Specifically, we will compare gene expression profiles of: (1)
K-ras, Lkb1 +/+ vs. K-ras, Lkb1 -/-, (2) EGFR, Lkb1 +/+ vs. EGFR,
Lkb1 -/-, (3) BRAF, Lkb1 +/+ vs. BRAF, Lkb1 -/-, (4) K-ras, Lkb1
+/+ vs. EGFR, Lkb1 +/+ vs. BRAF, Lkb1 +/+, (5) K-ras, Lkb1 -/- vs.
EGFR, Lkb1 -/- vs. BRAF, Lkb1 -/-. Both individual gene analyses
and pathway analyses will be performed. For individual gene
analyses, individually differentially expressed genes will be
studied by performing the comparisons listed above using two-sample
t-tests tailored towards micro-array analysis, e.g., using the
software package SAM.sup.72,73. To control for the error rates of a
large number of hypothesis tests, the False Discovery Rates will be
calculated.

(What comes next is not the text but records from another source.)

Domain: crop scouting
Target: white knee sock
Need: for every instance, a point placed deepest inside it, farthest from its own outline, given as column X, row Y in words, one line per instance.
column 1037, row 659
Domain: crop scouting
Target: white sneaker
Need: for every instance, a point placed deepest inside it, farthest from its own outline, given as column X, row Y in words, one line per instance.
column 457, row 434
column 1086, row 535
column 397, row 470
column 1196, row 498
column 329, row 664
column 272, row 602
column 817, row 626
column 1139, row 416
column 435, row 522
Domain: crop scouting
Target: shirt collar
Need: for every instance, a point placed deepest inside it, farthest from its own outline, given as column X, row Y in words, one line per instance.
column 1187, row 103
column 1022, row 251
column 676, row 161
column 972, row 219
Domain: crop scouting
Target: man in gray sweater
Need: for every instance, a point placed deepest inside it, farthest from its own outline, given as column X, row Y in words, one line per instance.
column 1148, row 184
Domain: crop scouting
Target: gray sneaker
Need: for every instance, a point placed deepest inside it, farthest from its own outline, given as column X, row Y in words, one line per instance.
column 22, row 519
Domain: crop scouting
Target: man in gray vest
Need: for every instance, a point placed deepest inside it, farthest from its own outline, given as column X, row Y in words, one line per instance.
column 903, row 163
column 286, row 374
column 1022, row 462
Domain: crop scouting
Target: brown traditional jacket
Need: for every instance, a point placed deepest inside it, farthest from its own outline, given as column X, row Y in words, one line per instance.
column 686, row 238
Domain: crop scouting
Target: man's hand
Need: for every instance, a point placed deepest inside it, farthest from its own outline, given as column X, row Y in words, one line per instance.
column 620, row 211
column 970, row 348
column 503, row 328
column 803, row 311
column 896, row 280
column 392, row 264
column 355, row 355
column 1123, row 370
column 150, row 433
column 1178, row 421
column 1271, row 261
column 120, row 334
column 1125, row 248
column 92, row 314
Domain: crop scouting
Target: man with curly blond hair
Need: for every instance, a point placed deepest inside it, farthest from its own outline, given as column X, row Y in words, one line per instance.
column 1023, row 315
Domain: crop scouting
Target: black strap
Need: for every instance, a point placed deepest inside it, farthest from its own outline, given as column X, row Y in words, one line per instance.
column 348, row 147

Each cohort to be compared will have 15 tumors, and the
number of genes to be compared will depend on filtering of
unexpressed genes done in the low level analysis.
[0203] To assess expected power of our study, preliminary data
comparing gene expression profiles of K-ras Lkb1 +/+ tumors vs.
K-ras Lkb1 -/- tumors will be used to estimate the standard errors
and a reasonable range of effect sizes and performed power
calculations using the method of Tibshirani, which gives estimates
of false discovery rates and false negative rates and which is
particularly suitable, as it makes few assumptions regarding
correlation and variance of genes. Power in this situation is
defined as 1-FDR and depends on the mean difference between groups
of logged expression values, sample size, and the number of genes
that are truly significant for that effect size (for Tibshirani's
method this is set equal to the number of genes called
significant). Plots of FDR estimates for mean differences of 0.58,
1, 1.32, and 1.58 (corresponding to fold changes of 1.5, 2, 2.5,
and 3 for the raw unlogged data) are given below.
[0204] From these plots on FIG. 8 for a sample size of 15 per
cohort and a mean difference of 1 unit in the logged scale between
two cohorts, it is expected that greater than 80% power if the
hypothesized number of genes with a 2-fold change in expression
level is between 10 and 100. It is expected to be over 90% power if
the hypothesized number of genes with a 2-fold change in expression
level is greater than 100. For a mean difference of 0.58 (1.5-fold
change in a gene's unlogged expression), we expect greater than 60%
power if the true number of genes with a 1.5 fold change is greater
than 50. For a mean difference of 1.32 in the log-scale (2.5 fold
changes in the original scale), the estimated power is greater than
80% and becomes greater than 90% if the number of such genes is
greater than 100. For a mean difference of 1.58 (3-fold change in
the original scale) with 100 such genes, the estimated power is
greater than 90%. Preliminary data finds that the number of
significantly expressed genes is close to 1000 when comparing
K-ras, Lkb1 +/+ tumors vs. K-ras, Lkb1 -/- tumors. Hence it is
expected that the proposed sample sizes are likely to have
excellent power for comparing different cohorts. In each case
shown, the estimated false negative rate (type 1 error) is low.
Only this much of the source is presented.